Next to Halloween, Turkey Day and maybe the World Series, Go Skateboarding Day ranks as my favorite national holiday. So much so, that my teenie heart nearly burst open at the sight of so many unified wood-pushers bustin' ass midst the heat this past Thursday. Skaters can be a psychotic bunch, and this crew's ragged devotion to shredding and frying on the Fairmont concrete proved extra potent and inspiring, given the sweltering clime.

The festivities, hosted by Blindside Skateshop in Sugarhouse, adopted a communal "free for all" tone with skaters of all board shapes and shoe sizes, peddling their skills on the hip, the flat bar and a few other street obstacles. Though Lizard King, clad in a straw farmers hat and a Dewey Cox tee, lurked within the crowd recesses, contest entrants were resoundingly fresh-faced, many even pre-pubescent, and so the gamut of aerial trickery ran wide and varied.

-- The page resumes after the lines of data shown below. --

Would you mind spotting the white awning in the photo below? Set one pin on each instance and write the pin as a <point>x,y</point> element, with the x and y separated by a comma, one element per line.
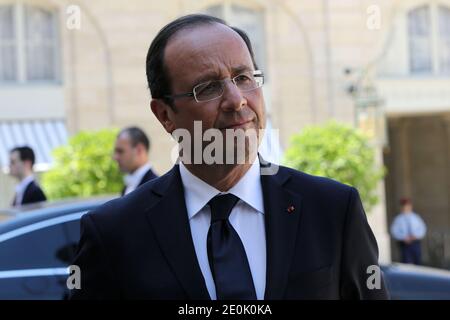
<point>41,135</point>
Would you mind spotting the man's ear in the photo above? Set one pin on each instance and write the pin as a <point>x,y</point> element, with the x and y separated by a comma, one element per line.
<point>163,112</point>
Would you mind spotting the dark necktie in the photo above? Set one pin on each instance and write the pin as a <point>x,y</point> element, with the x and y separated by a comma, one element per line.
<point>226,253</point>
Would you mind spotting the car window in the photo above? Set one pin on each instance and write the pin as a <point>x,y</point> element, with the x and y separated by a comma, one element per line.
<point>35,249</point>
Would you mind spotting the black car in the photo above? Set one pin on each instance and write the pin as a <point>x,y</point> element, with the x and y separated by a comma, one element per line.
<point>38,244</point>
<point>410,282</point>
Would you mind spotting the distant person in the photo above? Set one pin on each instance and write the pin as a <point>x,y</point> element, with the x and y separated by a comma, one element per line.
<point>131,153</point>
<point>408,229</point>
<point>21,167</point>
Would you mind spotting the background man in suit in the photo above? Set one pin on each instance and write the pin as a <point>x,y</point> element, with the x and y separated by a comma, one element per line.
<point>21,167</point>
<point>409,229</point>
<point>223,230</point>
<point>131,153</point>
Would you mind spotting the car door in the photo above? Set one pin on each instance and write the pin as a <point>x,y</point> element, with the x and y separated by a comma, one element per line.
<point>34,258</point>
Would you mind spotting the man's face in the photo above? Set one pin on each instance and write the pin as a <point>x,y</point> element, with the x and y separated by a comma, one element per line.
<point>211,52</point>
<point>125,154</point>
<point>16,166</point>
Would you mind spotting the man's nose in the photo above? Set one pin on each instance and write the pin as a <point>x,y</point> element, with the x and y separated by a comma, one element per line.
<point>232,99</point>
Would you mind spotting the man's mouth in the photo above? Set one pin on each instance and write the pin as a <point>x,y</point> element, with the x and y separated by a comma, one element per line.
<point>238,125</point>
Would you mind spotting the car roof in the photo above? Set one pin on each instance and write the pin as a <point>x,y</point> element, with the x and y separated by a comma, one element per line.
<point>416,270</point>
<point>21,216</point>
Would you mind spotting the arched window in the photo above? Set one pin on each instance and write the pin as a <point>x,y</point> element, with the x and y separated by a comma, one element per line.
<point>249,20</point>
<point>429,40</point>
<point>28,44</point>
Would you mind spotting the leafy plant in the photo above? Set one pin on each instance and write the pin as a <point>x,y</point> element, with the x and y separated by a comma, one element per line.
<point>84,167</point>
<point>339,152</point>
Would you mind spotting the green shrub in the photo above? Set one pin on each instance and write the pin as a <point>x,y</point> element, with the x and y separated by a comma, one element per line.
<point>84,167</point>
<point>339,152</point>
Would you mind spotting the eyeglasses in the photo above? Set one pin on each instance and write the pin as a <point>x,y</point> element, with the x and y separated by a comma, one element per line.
<point>214,89</point>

The obvious contest highlight was the "Cash Drop," conducted on the steep drop-off by the bank, a cozy ampitheater-style spectacle in which spectators lined the quarter pipe and entrants pushed down the middle. Kickflip roast beef, floater 180s and a straight, hood-level, frontside flipsy all caught my eye, but more impressive was the bumper-cars action taking place at the bottom. Fifteen or sixteen near-collisions kept entrants honest, and a few snapped decks kept things raw. In an astonishing testament to the continual progression of skateboarding youngsters, one lil' knee-high even popped off a slick boneless all the way to the bottom.